Również nie udało mi się nawiązać żadnej znajomości.
Miewam napady histerii, kompletnej bezsilności, nienawiści do samej siebie. Często boję się wychodzić na zewnątrz, boję się, że zostanę sama… Wielokrotnie myślę o śmierci, choć wiem, że jestem zbyt wielkim tchórzem by kiedykolwiek się na nią zdecydować. Cenię życie, choć żyję głównie nadzieją.
Często wstydzę się siebie i swoich myśli. Wstydzę się swoich czynów, a raczej nicnierobienia. Wstydzę się swojego ciała, płci. I wstyd mi nawet za to, co teraz piszę...
Nic w życiu nie osiągnęłam. Zawsze tylko uciekam, nie potrafię stawić czoła problemom. Zawiodłam swoich rodziców, zawiodłam samą siebie. Nie mam żadnych marzeń ani celów. Nie widzę nic dobrego przed sobą. Mam wrażenie, że straciłam coś bardzo ważnego. Żyję myślą, że jestem w złym miejscu. Nigdzie nie pasuję. Mam dość mojego braku motywacji. Zawsze na coś czekam, ale nie potrafię działać. Nie mam pojęcia o świecie. Nie mam wielu zainteresowań.
Chciałabym być potrzebna. Chciałbym, by ktoś mógł być ze mnie dumny. Chciałabym stać się kimś. Tylko nie wiem kim. Chciałabym czuć w sobie pasję, uczucie, entuzjazm. I robić coś, w czym byłabym dobra. Robić coś dla innych. Robić tyle ile mogę. Chciałabym znaleźć miejsce, do którego pasuję. Chciałabym być kimś wartościowym, a nie tylko kłopotem i rozczarowaniem. Chciałabym mieć motywację, a nie tylko nadzieję. Chciałabym mieć przyjaciół. Albo chociaż jednego. Ale nie wiem, czy mogłabym być dobrym przyjacielem. Być może chcę za wiele.
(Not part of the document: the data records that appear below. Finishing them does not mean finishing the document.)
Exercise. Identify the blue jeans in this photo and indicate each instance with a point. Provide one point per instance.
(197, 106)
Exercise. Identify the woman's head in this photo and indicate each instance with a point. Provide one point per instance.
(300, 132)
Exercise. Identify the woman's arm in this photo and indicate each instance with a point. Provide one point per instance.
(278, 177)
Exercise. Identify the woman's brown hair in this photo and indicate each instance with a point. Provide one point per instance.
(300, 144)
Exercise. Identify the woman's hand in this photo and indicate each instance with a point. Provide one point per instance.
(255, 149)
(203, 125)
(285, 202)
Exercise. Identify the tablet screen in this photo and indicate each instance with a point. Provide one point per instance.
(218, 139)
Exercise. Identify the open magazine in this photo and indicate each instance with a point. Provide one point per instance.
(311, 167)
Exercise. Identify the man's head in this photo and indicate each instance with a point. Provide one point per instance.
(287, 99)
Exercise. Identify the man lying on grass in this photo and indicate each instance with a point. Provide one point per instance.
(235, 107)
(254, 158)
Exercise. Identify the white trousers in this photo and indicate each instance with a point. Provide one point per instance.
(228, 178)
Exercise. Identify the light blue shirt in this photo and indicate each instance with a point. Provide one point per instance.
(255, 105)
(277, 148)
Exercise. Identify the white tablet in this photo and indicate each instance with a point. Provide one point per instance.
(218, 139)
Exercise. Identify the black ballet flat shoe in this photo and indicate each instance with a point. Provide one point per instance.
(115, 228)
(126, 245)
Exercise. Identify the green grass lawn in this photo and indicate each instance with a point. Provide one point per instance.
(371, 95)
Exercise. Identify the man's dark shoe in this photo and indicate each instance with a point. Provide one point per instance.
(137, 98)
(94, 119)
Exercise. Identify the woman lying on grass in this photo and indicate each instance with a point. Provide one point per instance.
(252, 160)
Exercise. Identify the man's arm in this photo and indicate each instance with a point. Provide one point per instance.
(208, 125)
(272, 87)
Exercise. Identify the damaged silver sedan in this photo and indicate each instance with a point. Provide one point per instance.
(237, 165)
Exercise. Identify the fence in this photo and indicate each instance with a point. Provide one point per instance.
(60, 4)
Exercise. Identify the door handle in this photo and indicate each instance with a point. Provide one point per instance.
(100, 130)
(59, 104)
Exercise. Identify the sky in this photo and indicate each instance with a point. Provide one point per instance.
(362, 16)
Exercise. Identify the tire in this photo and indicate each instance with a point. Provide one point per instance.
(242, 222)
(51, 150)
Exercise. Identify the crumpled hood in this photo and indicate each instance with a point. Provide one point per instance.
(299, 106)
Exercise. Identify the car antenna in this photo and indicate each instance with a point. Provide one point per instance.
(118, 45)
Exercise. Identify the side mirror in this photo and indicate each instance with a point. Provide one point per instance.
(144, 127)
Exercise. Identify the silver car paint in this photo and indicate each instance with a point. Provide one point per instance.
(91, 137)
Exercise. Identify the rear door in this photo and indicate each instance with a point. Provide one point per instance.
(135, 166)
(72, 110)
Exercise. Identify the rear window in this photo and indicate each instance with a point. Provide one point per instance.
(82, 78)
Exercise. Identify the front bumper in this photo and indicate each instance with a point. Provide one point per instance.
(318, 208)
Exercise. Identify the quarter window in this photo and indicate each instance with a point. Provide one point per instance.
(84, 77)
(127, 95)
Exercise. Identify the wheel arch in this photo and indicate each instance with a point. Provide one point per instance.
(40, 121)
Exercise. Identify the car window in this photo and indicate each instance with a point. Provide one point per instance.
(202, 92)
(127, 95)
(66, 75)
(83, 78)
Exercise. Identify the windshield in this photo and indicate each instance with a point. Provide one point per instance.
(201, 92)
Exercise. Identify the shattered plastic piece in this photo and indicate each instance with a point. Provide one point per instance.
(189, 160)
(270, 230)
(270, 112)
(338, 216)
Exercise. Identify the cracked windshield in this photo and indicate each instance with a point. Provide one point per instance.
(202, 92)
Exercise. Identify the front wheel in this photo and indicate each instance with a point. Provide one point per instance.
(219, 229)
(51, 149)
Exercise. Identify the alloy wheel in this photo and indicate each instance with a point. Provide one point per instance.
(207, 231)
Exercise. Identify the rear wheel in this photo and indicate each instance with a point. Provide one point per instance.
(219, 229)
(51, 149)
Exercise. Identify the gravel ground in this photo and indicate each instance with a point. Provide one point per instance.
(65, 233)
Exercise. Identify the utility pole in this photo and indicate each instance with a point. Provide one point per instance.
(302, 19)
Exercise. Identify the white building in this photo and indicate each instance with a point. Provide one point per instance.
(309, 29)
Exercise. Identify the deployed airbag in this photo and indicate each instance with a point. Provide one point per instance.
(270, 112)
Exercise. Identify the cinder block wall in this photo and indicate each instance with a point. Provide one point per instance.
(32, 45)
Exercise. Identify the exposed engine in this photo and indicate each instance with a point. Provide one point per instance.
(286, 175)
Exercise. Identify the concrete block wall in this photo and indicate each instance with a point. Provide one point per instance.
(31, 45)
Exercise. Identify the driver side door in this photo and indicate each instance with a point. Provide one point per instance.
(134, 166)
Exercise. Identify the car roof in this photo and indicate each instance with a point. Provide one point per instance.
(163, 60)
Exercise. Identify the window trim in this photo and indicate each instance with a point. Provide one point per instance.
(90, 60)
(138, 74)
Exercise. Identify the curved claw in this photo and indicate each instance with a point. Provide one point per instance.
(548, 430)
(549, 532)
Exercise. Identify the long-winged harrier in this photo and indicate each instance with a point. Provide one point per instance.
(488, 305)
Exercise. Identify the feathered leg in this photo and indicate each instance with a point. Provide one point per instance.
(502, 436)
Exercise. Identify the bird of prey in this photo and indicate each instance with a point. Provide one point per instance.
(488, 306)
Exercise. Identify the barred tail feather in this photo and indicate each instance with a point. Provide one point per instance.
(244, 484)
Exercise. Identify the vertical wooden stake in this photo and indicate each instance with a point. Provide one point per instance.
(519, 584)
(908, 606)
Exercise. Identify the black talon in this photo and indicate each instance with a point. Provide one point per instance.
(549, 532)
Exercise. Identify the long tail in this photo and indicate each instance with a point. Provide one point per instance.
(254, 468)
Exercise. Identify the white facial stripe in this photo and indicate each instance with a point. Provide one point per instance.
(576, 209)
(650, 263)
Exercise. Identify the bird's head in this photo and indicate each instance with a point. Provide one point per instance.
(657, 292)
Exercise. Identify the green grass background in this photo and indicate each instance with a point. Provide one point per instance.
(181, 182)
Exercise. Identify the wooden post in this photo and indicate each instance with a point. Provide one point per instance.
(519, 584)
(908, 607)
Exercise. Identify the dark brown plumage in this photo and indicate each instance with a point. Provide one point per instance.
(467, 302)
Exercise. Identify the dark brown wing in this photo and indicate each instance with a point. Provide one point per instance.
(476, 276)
Nie wiem jak odnaleźć w sobie motywację. Jak znaleźć marzenia i cele – nie wiem nawet jak szukać. Być może nigdy ich nie znajdę i muszę to zaakceptować - próbuję… Być może popełniam kolejny błąd, pisząc w takim miejscu jak to. Ale nie wiem już gdzie szukać odpowiedzi i rozwiązania dla tego wszystkiego. Pierwszy raz w życiu piszę na forum, pierwszy raz piszę o tym wszystkim.